Nous embarquons donc sur le Queen Ashinoko Seven, un des trois bateaux "pirates" actuellement mis en service par la Hakone Sightseeing Cruise company. Les deux autres bateaux sont le Victory, en noir et jaune, et le Royal II, en rouge et blanc. Tandis que le nôtre est bleu et jaune.

Pour l'authenticité, on repassera. Ils sont tout en métal et non en bois, et sont propulsés par de gros moteurs Diesel plutôt qu'à la voile. On ne voit pas très bien non plus en quoi ce sont des bateaux pirates. Mais ne boudons pas notre plaisir, c'est quand même fun !

Le conseil, c'est de se ruer directement vers le pont supérieur afin de profiter au maximum de la vue. Sauf que, début novembre, le vent est glacial et nous préférons battre en retraite à l'arrière du navire, à l'entrepont, où c'est quand même plus supportable !

Et puis, il y a une autre raison à cela. Comme nous naviguons avec le soleil de face, toutes nos photos auraient été prises à contrejour. Pas top ça !

En croisière sur le lac Ashi
En croisière sur le lac AshiEn croisière sur le lac Ashi
En croisière sur le lac AshiEn croisière sur le lac AshiEn croisière sur le lac Ashi
En croisière sur le lac AshiEn croisière sur le lac Ashi

En croisière sur le lac Ashi

Le Mishima Skywalk

Après vingt-cinq minutes de croisière sans surprise, nous arrivons à Hakonemachi-ko, le port le plus au sud des trois fréquentés par les bateaux, ceux-ci effectuant de manière continue la rotation Togendai-ko - Hakonemachi-ko - Motohakone-ko, puis retour à Togendai-ko.

Sans plus attendre, nous traversons le petit centre commercial situé à la sortie du débarcadère et nous rendons à l'arrêt de bus pour y embarquer dans le premier bus à destination du Mishima Skywalk. Attention toutefois que, si le trajet est bien compris dans le Hakone Kamakura Pass, celui-ci ne donne droit qu'à une réduction de dix pourcents sur le billet d'entrée au Skywalk.

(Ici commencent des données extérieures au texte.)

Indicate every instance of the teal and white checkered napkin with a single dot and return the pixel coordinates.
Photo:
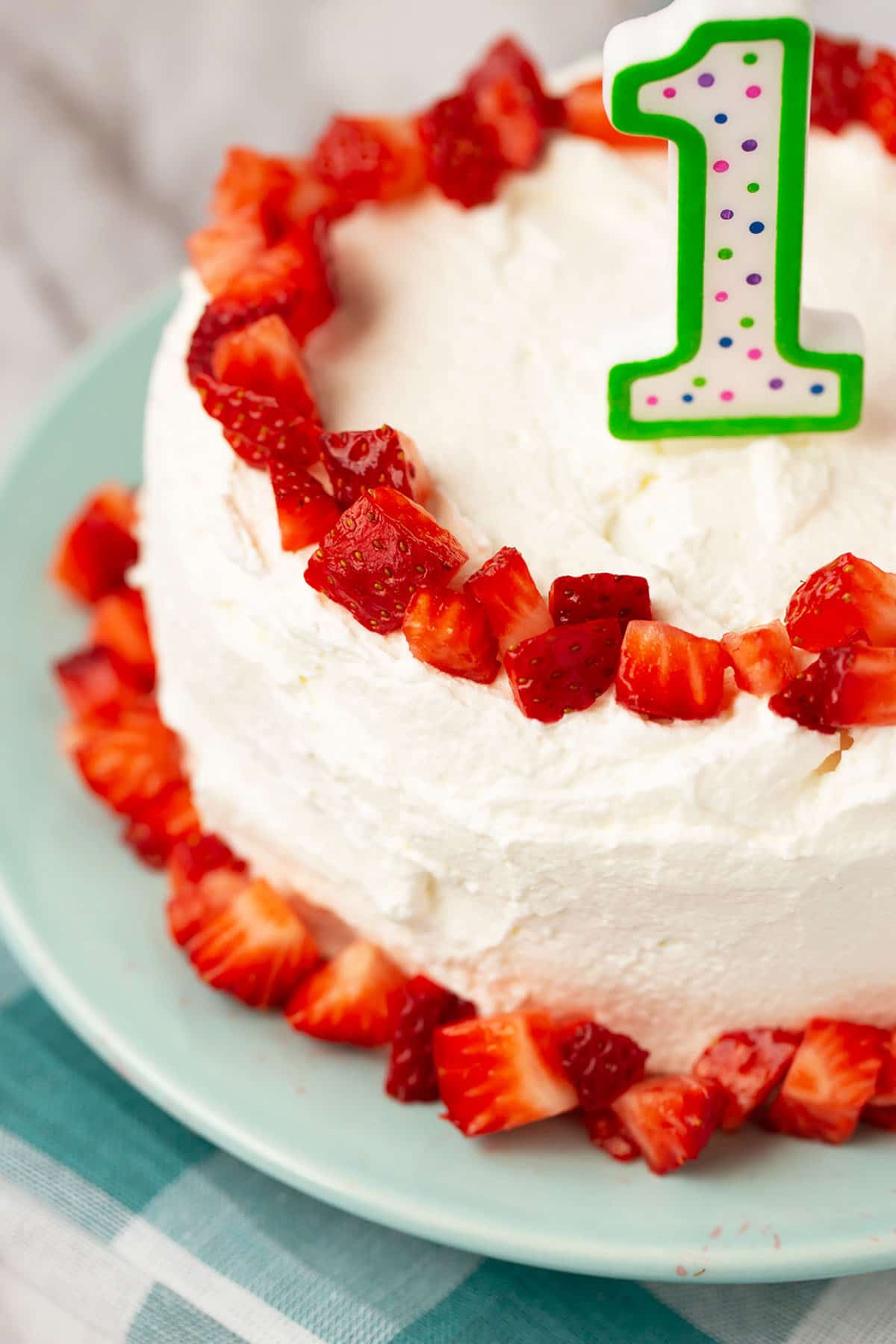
(117, 1223)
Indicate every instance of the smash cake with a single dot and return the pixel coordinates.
(559, 764)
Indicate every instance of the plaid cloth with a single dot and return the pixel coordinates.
(120, 1225)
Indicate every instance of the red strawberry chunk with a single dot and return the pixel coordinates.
(746, 1066)
(499, 1073)
(257, 428)
(762, 658)
(93, 679)
(461, 151)
(411, 1068)
(508, 94)
(242, 937)
(832, 1078)
(167, 821)
(125, 754)
(600, 1063)
(837, 80)
(305, 511)
(563, 670)
(608, 1132)
(99, 546)
(668, 673)
(370, 159)
(120, 625)
(879, 99)
(267, 358)
(507, 591)
(840, 600)
(355, 999)
(450, 632)
(361, 460)
(381, 551)
(842, 688)
(671, 1119)
(598, 597)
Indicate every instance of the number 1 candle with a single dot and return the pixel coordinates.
(727, 82)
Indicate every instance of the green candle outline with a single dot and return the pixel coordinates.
(797, 40)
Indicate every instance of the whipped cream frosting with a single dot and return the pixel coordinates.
(673, 880)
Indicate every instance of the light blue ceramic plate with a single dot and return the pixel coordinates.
(87, 922)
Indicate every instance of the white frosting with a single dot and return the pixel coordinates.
(672, 880)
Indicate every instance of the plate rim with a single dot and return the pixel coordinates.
(852, 1254)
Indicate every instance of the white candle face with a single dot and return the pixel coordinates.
(738, 119)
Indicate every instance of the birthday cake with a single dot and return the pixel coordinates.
(497, 712)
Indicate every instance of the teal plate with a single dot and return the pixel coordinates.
(87, 925)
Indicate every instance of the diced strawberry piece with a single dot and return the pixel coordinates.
(93, 679)
(461, 151)
(370, 159)
(508, 94)
(598, 597)
(608, 1132)
(837, 80)
(242, 937)
(507, 591)
(668, 673)
(671, 1119)
(355, 999)
(267, 358)
(746, 1066)
(840, 600)
(450, 632)
(879, 99)
(167, 821)
(359, 460)
(763, 658)
(563, 670)
(305, 511)
(411, 1068)
(257, 428)
(586, 114)
(120, 625)
(381, 551)
(99, 546)
(842, 688)
(500, 1073)
(223, 250)
(832, 1078)
(600, 1063)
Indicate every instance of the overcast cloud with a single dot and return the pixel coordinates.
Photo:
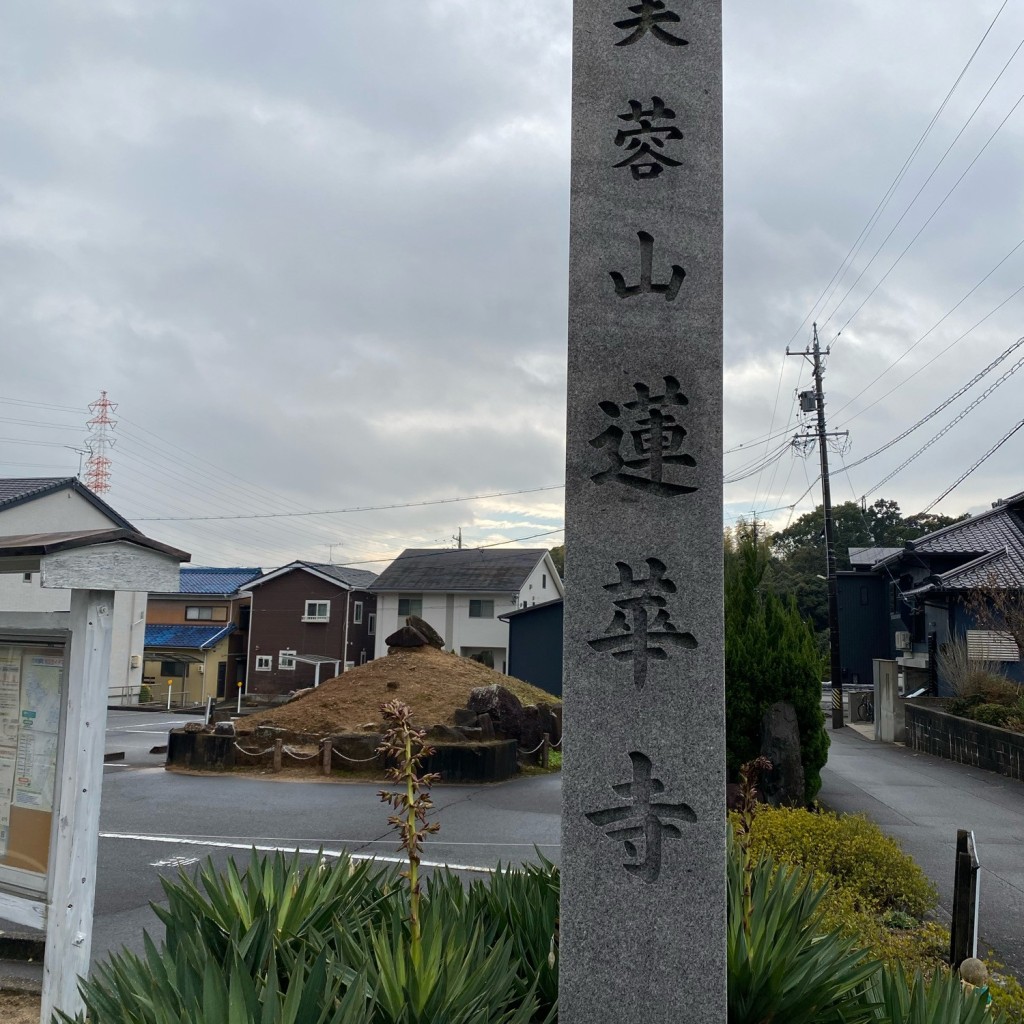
(317, 255)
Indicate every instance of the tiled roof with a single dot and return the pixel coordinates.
(186, 637)
(991, 545)
(15, 491)
(870, 556)
(204, 580)
(465, 569)
(357, 579)
(350, 579)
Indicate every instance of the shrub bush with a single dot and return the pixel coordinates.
(991, 714)
(848, 851)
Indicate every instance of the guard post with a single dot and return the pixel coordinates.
(54, 679)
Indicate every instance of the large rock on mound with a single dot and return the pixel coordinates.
(429, 633)
(502, 706)
(780, 744)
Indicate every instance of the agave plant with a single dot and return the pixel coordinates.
(782, 965)
(281, 904)
(939, 999)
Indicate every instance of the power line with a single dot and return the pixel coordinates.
(884, 202)
(360, 508)
(429, 554)
(952, 423)
(931, 217)
(934, 327)
(938, 409)
(952, 486)
(919, 193)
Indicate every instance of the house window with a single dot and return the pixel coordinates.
(205, 613)
(316, 611)
(991, 645)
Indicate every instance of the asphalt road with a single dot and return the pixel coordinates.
(922, 801)
(154, 821)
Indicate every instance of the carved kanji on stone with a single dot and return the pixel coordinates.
(641, 627)
(646, 142)
(652, 438)
(646, 284)
(650, 16)
(643, 822)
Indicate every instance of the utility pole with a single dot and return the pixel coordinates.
(821, 436)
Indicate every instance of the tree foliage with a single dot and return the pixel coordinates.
(799, 563)
(770, 655)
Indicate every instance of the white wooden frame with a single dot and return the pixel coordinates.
(93, 571)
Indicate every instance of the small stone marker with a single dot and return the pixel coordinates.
(643, 818)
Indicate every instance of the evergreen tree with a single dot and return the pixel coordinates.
(770, 655)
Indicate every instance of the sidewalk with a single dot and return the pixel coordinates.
(922, 801)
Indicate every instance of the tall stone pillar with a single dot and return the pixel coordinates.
(643, 818)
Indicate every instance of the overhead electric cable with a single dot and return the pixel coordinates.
(938, 409)
(495, 544)
(952, 423)
(359, 508)
(884, 202)
(952, 486)
(931, 217)
(934, 327)
(924, 185)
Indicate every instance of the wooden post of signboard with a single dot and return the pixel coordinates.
(73, 872)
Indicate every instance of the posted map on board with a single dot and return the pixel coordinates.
(35, 770)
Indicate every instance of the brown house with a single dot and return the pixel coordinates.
(197, 640)
(309, 622)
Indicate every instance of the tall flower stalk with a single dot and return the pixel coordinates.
(404, 744)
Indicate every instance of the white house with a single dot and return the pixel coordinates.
(53, 505)
(462, 592)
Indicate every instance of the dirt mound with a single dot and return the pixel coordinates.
(431, 682)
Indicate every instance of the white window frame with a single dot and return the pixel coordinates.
(316, 616)
(991, 645)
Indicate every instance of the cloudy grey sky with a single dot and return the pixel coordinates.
(316, 252)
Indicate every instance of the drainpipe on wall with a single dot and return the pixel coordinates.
(344, 649)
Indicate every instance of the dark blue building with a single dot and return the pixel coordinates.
(906, 603)
(536, 645)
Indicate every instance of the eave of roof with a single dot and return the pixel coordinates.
(35, 545)
(51, 484)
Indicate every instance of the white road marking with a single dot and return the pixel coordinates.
(175, 862)
(276, 848)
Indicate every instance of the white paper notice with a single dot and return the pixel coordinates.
(41, 692)
(10, 701)
(35, 770)
(8, 757)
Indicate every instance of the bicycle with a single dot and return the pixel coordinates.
(865, 708)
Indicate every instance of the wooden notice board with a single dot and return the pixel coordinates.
(31, 698)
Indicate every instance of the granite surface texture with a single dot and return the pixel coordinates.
(643, 820)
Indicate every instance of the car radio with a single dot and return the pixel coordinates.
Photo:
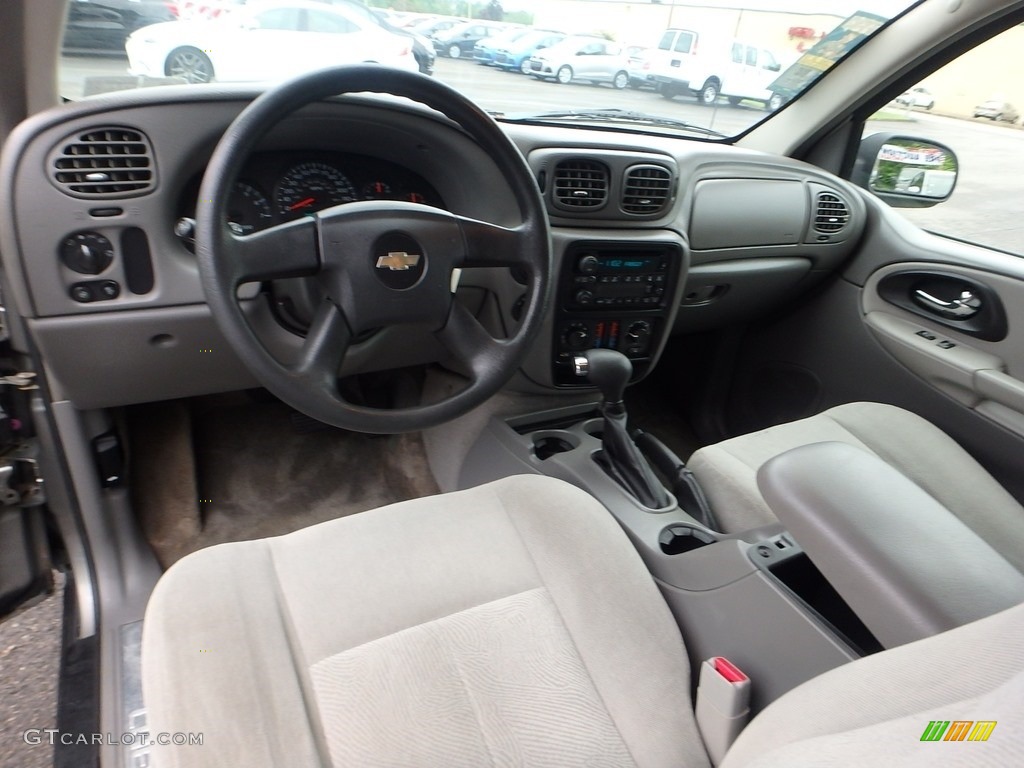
(613, 296)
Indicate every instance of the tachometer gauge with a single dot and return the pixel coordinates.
(248, 209)
(312, 186)
(377, 190)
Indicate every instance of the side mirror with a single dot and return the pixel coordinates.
(905, 171)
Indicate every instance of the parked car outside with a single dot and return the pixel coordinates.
(916, 97)
(485, 51)
(639, 69)
(102, 27)
(423, 49)
(592, 58)
(997, 111)
(430, 28)
(459, 41)
(708, 68)
(515, 55)
(271, 42)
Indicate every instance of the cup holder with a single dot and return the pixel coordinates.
(594, 427)
(678, 539)
(552, 442)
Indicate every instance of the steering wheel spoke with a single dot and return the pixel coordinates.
(492, 245)
(469, 342)
(285, 251)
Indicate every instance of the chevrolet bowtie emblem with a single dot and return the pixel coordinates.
(397, 260)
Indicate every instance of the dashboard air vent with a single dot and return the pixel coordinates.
(104, 163)
(580, 184)
(830, 212)
(646, 189)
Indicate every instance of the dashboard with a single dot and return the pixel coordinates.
(274, 187)
(652, 236)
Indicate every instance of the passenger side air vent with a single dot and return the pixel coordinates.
(580, 184)
(830, 212)
(103, 163)
(646, 189)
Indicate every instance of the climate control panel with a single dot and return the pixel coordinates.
(613, 296)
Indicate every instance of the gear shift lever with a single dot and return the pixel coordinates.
(609, 372)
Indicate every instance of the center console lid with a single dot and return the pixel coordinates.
(906, 565)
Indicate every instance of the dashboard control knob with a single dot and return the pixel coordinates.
(577, 337)
(588, 264)
(638, 331)
(86, 253)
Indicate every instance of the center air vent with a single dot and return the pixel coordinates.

Une petite dizaine de minutes plus tard, nous embarquons dans le bus, et encore quinze minutes et nous arrivons au Mishima Skywalk. Avec ses quatre cents mètres, il s'agit du plus long pont piétonnier suspendu du Japon. Il surplombe la vallée au-dessus de laquelle il a été construit de soixante-dix (septante pour les Belges) mètres.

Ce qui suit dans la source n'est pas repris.